The nascent works⁵⁰ on location optimization are considered that includes swarm intelligence, evolutionary, and metaheuristic algorithms. Localization evaluation criteria are analyzed in terms of time complexity, convergence speed, and localization accuracy. DV-Hop with triangulation⁵¹ and “Bat-SA algorithm” aimed at fast convergence, but it gives higher location errors. DV-Hop with RSSI information⁵² and “triangle centroid” enhances the location accuracy of TNs by 58%. In this method, the hop distance matching factor is defined to accurately obtain the hop size and weigh the fitness of each AN. “geometric constraint” and “optimized weights” features in DV-hop⁵³ finds location coordinates of TNs with minimal errors. least squares method. But the execution time is increased from 0.36s to 0.61s. “Chaotic crested porcupine optimizer⁵⁴” replaces the least squares method in finding the TNs location coordinates. But the authors have maintained 300 m as communication radius, which is very high in energy constrained sensor networks, also it uses 20% of ANs which leads to higher deployment cost. “Multi-objective salp swarm with fuzzy selection⁵⁵” is integrated into DV-hop algorithm aiming at the 50% reduction in location errors. However, it expects 30 ANs and a communication radius of 40 m which again leads to an increase in the deployment cost and poor energy efficiency. “PSO-Amorphous⁵⁶” provides minimal localization error at the cost of local optima, premature convergence, and lesser scalability. It also expects a higher number of beacon nodes. “Crow Search weighted centroid localization⁵⁷” minimizes the location error compared to DV-hop at the cost of additional communication packets in beacon selection process. An improved PSO⁵⁸ based location finding expects higher SNRs for optimized sensor deployment and works efficiently only under LOS environments. When the sensor node’s communication range is set to 18 m with an error upto10% and the network size of 400 nodes, it is shown that⁵⁹ the anchor node positions ratio is increasing from 5 to 35%, the localization errors are reduced due to the opportunity that target nodes receive signals from many anchor nodes. Also, when the communication range is increased from 15 to 45 m, the localization error is slowly decreasing.

Proposed method

In the existing localization algorithms of WSNs, once the optimal set of localized SNs are defined, all the rest of TNs use this set to locate themselves. This leads to inefficient utilization of ANs and causes more localization errors. Also, these algorithms need higher number of iterations to reduce the location deviation errors of individual TNs, and it leads to more energy consumption at each SN. Therefore, selection of optimal and more favorable ANs enhances the localization accuracy as well as energy efficiency. Assigning weights for the ANs signals received at TNs will mitigate the location measurement errors, compared to considering all signals received from ANs present in the communication range. As the RSSI values-based distance measurements are simple and efficient to implement in WSNs, in this section, we have proposed a low-complex range-based localization algorithm that uses RSSI values in selecting ANs and achieve minimal localization error compared with the existing techniques. The following assumptions are made by defining the proposed methodology:

1. 1.

   The radio channels are anisotropic.

2. 2.

   SNs are homogeneous with respect to communication range and hardware.

3. 3.

   The channel irregularities and noise are considered.

4. 4.

   All computations regarding localization are performed at TN to enhance energy efficiency.
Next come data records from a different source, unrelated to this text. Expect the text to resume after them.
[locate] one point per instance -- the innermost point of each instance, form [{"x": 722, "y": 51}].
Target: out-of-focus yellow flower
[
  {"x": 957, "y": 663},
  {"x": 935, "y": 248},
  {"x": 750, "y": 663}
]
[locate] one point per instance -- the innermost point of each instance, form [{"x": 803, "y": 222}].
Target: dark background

At the initial stage, the TNs within the communication range of ANs calculate their own locations based on the RSSI values received from ANs. To perform localization, each TN needs a minimum of three RSSI values of signals received from various ANs. If the TN receives more than three signal RSSI values from ANs, then the TN chooses the best three RSSI values to calculate its location coordinates. We have proposed a localization technique by defining the fitness function as mentioned in Eq. 1 that involves range or distance measurements. The accurate location coordinates are achieved at TN by minimizing the fitness function values as shown in Eq. 1.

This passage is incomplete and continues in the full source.